A stochastic signaling network mediates the probabilistic induction of cerebellar long-term depression

Affiliations

A stochastic signaling network mediates the probabilistic induction of cerebellar long-term depression

Gabriela Antunes et al. J Neurosci. .

Abstract

Many cellular processes involve a small number of molecules and undergo stochastic fluctuations in their levels of activity. Cerebellar long-term depression (LTD) is a form of synaptic plasticity expressed as a reduction in the number of synaptic AMPA receptors (AMPARs) in Purkinje cells. We developed a stochastic model of the LTD signaling network, including a PKC-ERK-cPLA(2) positive feedback loop and mechanisms of AMPAR trafficking, and tuned the model to replicate calcium uncaging experiments.
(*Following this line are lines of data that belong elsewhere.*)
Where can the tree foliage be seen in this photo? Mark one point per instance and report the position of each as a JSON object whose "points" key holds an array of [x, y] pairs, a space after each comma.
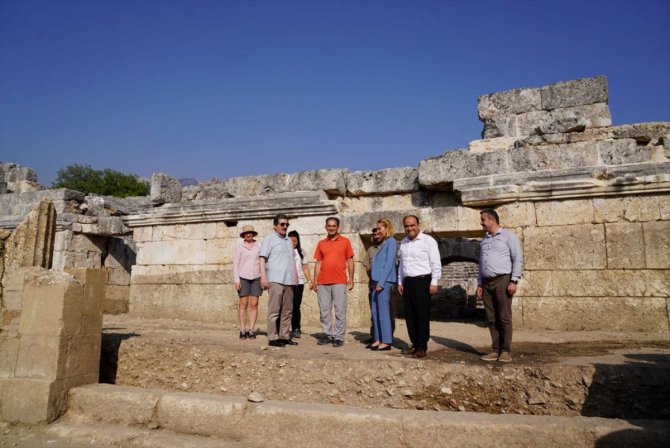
{"points": [[103, 182]]}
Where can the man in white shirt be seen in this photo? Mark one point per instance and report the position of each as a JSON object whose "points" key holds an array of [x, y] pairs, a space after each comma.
{"points": [[418, 273]]}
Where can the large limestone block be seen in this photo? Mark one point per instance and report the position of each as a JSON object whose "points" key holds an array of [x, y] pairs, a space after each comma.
{"points": [[580, 246], [459, 221], [164, 189], [596, 313], [551, 157], [517, 214], [124, 405], [440, 172], [182, 274], [173, 252], [575, 92], [560, 213], [625, 245], [629, 208], [509, 102], [53, 305], [657, 244], [608, 283], [202, 414], [382, 182]]}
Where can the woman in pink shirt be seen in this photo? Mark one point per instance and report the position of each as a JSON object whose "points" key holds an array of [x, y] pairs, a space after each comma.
{"points": [[247, 277]]}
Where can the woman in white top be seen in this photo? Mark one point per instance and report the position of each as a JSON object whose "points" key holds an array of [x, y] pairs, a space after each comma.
{"points": [[247, 277], [302, 269]]}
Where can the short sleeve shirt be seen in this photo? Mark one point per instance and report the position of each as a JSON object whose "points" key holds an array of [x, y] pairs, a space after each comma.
{"points": [[333, 255], [279, 267]]}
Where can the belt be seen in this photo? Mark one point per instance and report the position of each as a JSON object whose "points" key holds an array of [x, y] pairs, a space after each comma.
{"points": [[417, 276], [492, 279]]}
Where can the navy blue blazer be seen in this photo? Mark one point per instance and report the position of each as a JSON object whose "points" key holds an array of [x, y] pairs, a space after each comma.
{"points": [[384, 262]]}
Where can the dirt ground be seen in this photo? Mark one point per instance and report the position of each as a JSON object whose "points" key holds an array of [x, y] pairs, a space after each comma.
{"points": [[616, 375]]}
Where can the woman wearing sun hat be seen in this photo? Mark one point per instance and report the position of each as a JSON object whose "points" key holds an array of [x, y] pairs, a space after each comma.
{"points": [[247, 277]]}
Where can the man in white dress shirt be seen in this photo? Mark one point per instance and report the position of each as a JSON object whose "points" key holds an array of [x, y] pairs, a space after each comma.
{"points": [[418, 273]]}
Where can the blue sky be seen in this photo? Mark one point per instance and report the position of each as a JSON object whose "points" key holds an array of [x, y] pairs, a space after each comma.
{"points": [[203, 89]]}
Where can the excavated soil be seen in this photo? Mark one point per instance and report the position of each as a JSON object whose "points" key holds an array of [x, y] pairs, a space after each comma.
{"points": [[614, 375]]}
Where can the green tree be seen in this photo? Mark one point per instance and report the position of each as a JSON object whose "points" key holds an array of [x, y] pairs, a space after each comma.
{"points": [[104, 182]]}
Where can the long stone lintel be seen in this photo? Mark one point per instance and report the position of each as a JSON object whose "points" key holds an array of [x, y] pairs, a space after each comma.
{"points": [[235, 209], [584, 182]]}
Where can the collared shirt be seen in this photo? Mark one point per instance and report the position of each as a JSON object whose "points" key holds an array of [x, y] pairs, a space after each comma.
{"points": [[500, 254], [333, 255], [245, 262], [279, 267], [419, 256]]}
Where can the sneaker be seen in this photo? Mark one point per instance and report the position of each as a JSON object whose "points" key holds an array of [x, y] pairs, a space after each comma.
{"points": [[325, 340], [505, 357], [493, 356]]}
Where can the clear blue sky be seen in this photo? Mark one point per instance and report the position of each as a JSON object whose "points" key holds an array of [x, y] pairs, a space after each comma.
{"points": [[203, 89]]}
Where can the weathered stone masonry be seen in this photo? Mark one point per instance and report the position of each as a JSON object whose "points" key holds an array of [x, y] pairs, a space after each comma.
{"points": [[590, 202]]}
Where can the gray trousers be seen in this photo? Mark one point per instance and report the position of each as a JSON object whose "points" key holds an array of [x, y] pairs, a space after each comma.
{"points": [[330, 296], [280, 308]]}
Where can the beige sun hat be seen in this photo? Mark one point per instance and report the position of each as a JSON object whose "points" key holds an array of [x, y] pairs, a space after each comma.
{"points": [[247, 229]]}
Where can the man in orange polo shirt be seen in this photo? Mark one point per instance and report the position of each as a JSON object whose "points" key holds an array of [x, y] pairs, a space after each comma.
{"points": [[334, 257]]}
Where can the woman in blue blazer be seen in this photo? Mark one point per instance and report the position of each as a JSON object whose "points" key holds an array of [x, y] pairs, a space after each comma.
{"points": [[384, 276]]}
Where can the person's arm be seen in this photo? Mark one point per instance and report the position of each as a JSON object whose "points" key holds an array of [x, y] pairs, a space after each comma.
{"points": [[264, 279], [317, 270]]}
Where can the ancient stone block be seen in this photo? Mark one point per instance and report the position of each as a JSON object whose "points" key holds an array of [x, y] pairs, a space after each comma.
{"points": [[28, 401], [556, 213], [575, 92], [509, 102], [126, 405], [623, 151], [441, 171], [541, 158], [116, 300], [596, 313], [580, 246], [32, 242], [164, 189], [382, 182], [624, 244], [657, 244], [201, 414], [518, 214], [52, 305], [173, 252], [628, 208]]}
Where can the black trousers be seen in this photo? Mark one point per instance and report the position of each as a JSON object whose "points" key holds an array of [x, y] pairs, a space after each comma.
{"points": [[416, 299], [297, 301]]}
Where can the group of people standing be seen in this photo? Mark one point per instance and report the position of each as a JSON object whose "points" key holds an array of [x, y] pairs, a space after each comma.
{"points": [[279, 265]]}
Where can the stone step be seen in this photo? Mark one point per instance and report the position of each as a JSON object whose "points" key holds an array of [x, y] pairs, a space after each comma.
{"points": [[236, 420]]}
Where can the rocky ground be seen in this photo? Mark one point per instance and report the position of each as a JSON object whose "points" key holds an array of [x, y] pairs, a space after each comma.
{"points": [[618, 375]]}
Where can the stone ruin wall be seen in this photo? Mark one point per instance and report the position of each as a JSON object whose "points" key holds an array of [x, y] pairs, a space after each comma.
{"points": [[590, 202]]}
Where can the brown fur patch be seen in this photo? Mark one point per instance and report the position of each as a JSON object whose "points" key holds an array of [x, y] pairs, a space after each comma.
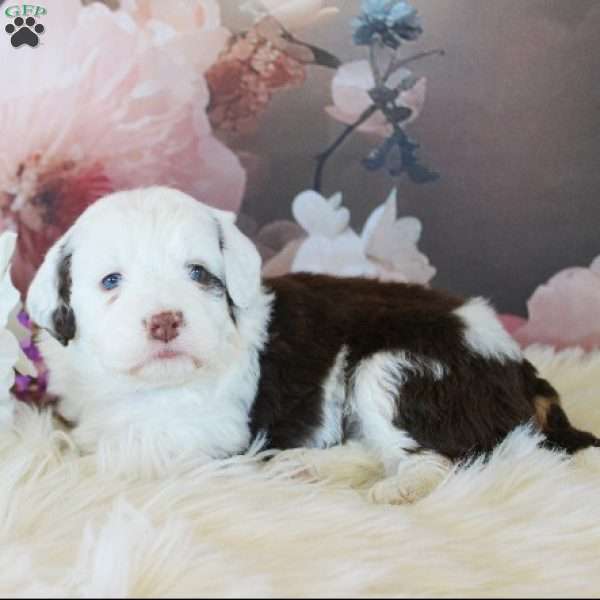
{"points": [[468, 411]]}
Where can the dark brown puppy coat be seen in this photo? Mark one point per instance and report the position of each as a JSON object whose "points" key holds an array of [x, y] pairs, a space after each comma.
{"points": [[469, 410]]}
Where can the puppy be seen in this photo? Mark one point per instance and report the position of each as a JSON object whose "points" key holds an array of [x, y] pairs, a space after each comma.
{"points": [[158, 328]]}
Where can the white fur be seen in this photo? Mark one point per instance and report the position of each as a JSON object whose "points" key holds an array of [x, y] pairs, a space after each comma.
{"points": [[484, 333], [334, 405], [375, 386], [107, 379], [525, 523]]}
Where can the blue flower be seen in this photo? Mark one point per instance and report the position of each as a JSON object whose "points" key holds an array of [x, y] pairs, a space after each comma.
{"points": [[391, 21]]}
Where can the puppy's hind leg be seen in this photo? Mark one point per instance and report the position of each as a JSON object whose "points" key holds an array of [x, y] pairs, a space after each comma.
{"points": [[411, 473]]}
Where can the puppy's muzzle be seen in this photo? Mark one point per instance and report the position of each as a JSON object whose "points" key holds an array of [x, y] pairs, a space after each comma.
{"points": [[165, 326]]}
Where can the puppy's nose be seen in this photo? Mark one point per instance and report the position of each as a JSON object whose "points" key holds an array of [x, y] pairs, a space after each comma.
{"points": [[164, 326]]}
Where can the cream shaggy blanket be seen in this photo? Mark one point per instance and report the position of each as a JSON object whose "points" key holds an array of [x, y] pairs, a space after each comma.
{"points": [[525, 524]]}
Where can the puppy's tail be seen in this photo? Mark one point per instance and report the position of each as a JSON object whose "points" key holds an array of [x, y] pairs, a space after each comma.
{"points": [[554, 423]]}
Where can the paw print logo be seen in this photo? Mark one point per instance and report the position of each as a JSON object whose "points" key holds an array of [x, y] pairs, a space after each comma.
{"points": [[24, 31]]}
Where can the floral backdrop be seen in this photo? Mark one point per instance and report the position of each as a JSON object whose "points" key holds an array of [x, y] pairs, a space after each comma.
{"points": [[442, 142]]}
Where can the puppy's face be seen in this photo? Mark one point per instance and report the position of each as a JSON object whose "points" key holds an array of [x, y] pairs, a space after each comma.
{"points": [[148, 284]]}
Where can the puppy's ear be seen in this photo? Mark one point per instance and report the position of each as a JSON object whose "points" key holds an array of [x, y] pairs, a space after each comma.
{"points": [[49, 297], [241, 258]]}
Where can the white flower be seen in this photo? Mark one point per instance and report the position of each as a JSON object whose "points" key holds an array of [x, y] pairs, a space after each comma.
{"points": [[292, 14], [350, 93], [386, 249], [9, 347]]}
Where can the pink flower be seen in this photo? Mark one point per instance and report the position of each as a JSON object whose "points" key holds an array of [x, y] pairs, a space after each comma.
{"points": [[292, 14], [103, 106], [350, 87], [564, 312], [254, 66]]}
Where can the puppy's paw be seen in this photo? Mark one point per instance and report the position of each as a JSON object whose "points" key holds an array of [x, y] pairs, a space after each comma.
{"points": [[347, 466], [417, 477]]}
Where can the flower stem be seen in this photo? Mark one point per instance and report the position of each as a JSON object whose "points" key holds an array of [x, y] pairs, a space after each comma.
{"points": [[324, 156], [398, 64]]}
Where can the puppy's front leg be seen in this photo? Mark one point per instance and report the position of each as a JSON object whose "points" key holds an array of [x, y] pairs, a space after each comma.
{"points": [[417, 476]]}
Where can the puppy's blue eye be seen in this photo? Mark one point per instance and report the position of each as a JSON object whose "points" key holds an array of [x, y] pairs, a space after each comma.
{"points": [[198, 273], [112, 281]]}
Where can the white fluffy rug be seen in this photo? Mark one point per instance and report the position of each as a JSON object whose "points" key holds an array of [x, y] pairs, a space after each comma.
{"points": [[525, 524]]}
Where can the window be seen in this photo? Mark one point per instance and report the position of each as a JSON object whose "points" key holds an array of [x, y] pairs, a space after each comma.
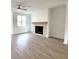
{"points": [[21, 21]]}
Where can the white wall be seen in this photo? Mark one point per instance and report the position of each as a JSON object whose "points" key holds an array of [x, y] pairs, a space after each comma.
{"points": [[57, 21], [17, 29], [40, 15], [66, 27]]}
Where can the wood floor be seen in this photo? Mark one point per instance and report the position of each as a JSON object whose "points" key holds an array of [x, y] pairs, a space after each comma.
{"points": [[32, 46]]}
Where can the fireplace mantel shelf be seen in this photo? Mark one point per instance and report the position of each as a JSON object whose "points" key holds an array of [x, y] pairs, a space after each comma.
{"points": [[45, 22]]}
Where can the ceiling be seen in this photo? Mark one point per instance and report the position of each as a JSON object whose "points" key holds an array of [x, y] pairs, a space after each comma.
{"points": [[37, 4]]}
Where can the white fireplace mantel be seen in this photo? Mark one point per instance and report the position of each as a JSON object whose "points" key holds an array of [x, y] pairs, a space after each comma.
{"points": [[44, 24]]}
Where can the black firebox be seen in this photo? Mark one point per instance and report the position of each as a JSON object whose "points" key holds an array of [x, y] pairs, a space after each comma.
{"points": [[39, 29]]}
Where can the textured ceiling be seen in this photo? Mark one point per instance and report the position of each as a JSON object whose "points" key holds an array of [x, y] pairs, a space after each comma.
{"points": [[37, 4]]}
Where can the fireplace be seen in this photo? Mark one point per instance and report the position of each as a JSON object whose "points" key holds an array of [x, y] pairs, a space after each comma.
{"points": [[39, 29]]}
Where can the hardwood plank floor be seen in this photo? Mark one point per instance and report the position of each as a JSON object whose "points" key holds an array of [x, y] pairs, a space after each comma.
{"points": [[32, 46]]}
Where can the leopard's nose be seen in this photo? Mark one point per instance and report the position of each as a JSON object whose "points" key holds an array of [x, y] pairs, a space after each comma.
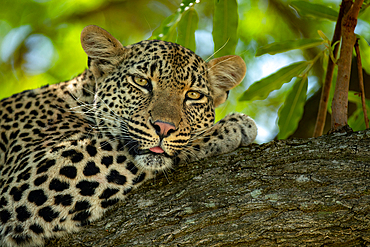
{"points": [[163, 129]]}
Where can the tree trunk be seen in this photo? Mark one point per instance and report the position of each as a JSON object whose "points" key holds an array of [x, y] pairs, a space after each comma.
{"points": [[308, 192]]}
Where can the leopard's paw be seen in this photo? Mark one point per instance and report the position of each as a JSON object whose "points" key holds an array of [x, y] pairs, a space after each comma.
{"points": [[247, 128]]}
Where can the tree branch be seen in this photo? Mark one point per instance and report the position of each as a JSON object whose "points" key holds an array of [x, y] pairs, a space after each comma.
{"points": [[340, 101]]}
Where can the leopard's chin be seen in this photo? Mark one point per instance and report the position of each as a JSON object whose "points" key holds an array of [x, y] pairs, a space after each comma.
{"points": [[154, 162]]}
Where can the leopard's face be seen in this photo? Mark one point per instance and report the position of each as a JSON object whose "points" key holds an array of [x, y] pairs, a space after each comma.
{"points": [[155, 99], [155, 96]]}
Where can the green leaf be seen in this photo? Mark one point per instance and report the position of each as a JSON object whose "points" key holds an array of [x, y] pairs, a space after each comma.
{"points": [[356, 121], [291, 111], [315, 10], [225, 26], [288, 45], [262, 88], [186, 29], [167, 29]]}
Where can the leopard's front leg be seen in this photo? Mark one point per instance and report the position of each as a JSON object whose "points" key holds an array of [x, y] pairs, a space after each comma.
{"points": [[228, 134]]}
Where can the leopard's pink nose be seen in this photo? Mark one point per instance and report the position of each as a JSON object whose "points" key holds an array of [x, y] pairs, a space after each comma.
{"points": [[163, 129]]}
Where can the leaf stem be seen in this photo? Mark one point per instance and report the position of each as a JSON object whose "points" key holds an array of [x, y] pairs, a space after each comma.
{"points": [[340, 100], [361, 83], [321, 115]]}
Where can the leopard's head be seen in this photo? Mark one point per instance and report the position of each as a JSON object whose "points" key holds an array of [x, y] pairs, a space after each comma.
{"points": [[155, 96]]}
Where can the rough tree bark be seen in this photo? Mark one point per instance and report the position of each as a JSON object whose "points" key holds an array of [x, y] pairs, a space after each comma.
{"points": [[307, 192]]}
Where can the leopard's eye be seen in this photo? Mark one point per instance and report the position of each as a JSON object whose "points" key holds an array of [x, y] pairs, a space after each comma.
{"points": [[140, 81], [193, 95]]}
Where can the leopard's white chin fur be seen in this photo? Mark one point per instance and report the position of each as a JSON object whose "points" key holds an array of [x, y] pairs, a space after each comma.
{"points": [[153, 162]]}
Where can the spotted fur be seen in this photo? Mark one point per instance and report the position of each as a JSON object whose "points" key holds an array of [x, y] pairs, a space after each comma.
{"points": [[71, 150]]}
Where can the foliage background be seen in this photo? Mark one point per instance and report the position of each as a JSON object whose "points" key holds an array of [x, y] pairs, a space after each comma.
{"points": [[40, 45]]}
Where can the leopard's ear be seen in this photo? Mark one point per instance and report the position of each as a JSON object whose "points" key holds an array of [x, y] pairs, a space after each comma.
{"points": [[104, 50], [224, 74]]}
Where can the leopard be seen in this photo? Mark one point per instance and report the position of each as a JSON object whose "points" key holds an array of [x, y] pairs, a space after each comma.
{"points": [[70, 151]]}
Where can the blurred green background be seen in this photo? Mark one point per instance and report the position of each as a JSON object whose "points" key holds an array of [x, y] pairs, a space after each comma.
{"points": [[40, 44]]}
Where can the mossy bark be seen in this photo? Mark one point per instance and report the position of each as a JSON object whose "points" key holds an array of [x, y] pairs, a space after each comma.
{"points": [[307, 192]]}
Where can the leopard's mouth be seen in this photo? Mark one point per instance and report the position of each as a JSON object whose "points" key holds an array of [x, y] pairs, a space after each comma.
{"points": [[149, 160]]}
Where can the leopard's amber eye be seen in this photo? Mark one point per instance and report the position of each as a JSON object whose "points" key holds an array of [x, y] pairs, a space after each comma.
{"points": [[193, 95], [140, 81]]}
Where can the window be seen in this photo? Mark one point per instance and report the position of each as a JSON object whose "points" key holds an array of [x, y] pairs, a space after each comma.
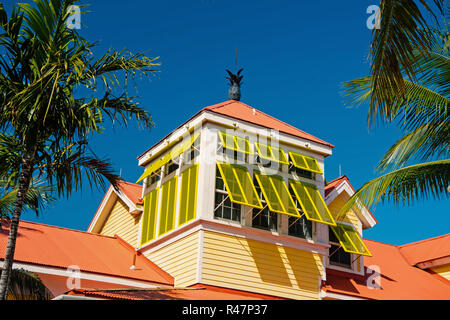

The signaling network activity in single synapses switches between two discrete stable states (LTD and non-LTD) in a probabilistic manner. The stochasticity of the signaling network causes threshold dithering and allows at the macroscopic level for many different and stable mean magnitudes of depression. The probability of LTD occurrence in a single spine is only modulated by the concentration and duration of the signal used to trigger it, and inputs with the same magnitude can give rise to two different responses; there is no threshold for the input signal. The stochasticity is intrinsic to the signaling network and not mostly dependent on noise in the calcium input signal, as has been suggested previously. The activities of the ultrasensitive ERK and of cPLA(2) undergo strong stochastic fluctuations. Conversely, PKC, which acts as a noise filter, is more constantly activated. Systematic variation of the biochemical population size demonstrates that threshold dithering and the absence of spontaneous LTD depend critically on the number of molecules in a spine, indicating constraints on spine size in Purkinje cells.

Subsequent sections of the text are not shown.